He listened as the young man walked away, escorted by Nils. There was a stiffness to his gait, an unsteadiness that made the Colonel wonder if he was slightly drunk, or merely hungover, though it was possible that he was simply nervous.
The Colonel followed their progress with his ears, standing at his work bench, still as a statue. His hearing was sensitive enough to discern the difference between their footsteps as they went through the grass. He listened as they crossed the drive and reached the house, where Nils opened the door to the guest suite for him, once again, leading from behind and inviting him inside.
Johnny Holiday, an absurd name, the Colonel thought; it was a name that lacked gravitas. People would be inclined to take him lightly.
When the door closed behind them, the Colonel turned his back to the table. With a few concise steps he neatly cleared the detritus from both the table and his tools; he was as efficient as a waiter decrumbing a table.

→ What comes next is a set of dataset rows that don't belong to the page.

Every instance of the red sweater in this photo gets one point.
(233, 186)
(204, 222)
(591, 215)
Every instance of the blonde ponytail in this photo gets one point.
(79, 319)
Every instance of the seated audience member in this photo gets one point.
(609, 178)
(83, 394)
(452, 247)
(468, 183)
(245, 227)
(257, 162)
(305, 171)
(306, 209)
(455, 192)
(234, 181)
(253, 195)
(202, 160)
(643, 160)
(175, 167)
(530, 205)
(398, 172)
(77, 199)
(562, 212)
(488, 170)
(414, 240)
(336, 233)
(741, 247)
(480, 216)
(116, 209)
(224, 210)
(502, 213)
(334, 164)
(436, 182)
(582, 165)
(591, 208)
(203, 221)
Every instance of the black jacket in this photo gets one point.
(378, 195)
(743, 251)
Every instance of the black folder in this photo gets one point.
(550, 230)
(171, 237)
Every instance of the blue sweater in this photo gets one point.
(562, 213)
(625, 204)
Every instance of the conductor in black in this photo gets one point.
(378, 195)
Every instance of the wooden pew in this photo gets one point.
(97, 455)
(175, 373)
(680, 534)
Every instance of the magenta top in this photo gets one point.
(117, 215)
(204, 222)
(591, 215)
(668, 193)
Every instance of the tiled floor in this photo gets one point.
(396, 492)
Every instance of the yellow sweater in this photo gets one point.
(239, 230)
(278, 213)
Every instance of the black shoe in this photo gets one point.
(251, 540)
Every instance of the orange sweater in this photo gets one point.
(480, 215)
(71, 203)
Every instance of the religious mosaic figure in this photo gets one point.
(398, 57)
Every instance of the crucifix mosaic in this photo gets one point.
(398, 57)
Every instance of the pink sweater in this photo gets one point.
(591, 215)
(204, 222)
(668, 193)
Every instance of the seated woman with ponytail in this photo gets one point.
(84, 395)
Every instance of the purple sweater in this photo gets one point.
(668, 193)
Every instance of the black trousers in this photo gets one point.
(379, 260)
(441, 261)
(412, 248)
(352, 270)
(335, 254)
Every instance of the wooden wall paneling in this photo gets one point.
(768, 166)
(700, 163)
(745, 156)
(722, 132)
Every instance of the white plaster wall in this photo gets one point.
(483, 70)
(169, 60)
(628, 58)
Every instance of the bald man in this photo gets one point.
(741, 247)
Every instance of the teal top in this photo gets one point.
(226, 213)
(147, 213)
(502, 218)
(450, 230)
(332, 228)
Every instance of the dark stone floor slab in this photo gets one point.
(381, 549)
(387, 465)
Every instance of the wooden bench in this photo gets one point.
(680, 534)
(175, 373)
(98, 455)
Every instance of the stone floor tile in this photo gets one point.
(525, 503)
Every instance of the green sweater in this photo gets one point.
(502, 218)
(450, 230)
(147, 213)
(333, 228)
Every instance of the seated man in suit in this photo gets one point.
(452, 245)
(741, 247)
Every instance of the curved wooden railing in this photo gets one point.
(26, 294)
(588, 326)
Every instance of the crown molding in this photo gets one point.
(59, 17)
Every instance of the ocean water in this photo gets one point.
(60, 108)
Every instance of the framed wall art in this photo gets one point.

He returned everything to the work bench and resumed tending to his flowers.
He examined the contents boiling in the cauldron, stirring the aromatic brew with a long handled wooden spoon.
It was hot outside, but he enjoyed the scent of herbs, and flowers with undertones of pine wafting from the pot in steaming waves, adding to the humidity in the garden.
He watched the dark clouds gathering in the Western sky, considering the day ahead, and that it would soon be raining; he would driving right into the storm on his way to the Chalet in Kensington, on the banks of Lake Roland.
The Colonel had enjoyed his conversation with Holiday, though he kept it to himself. He found the young man to be both honest and insightful, and though nervous, as most men were in his presence, Holiday did not wilt under pressure.
There is promise in him, the Colonel thought, as a cool stream of air blew across his face carrying with it the scent of flint.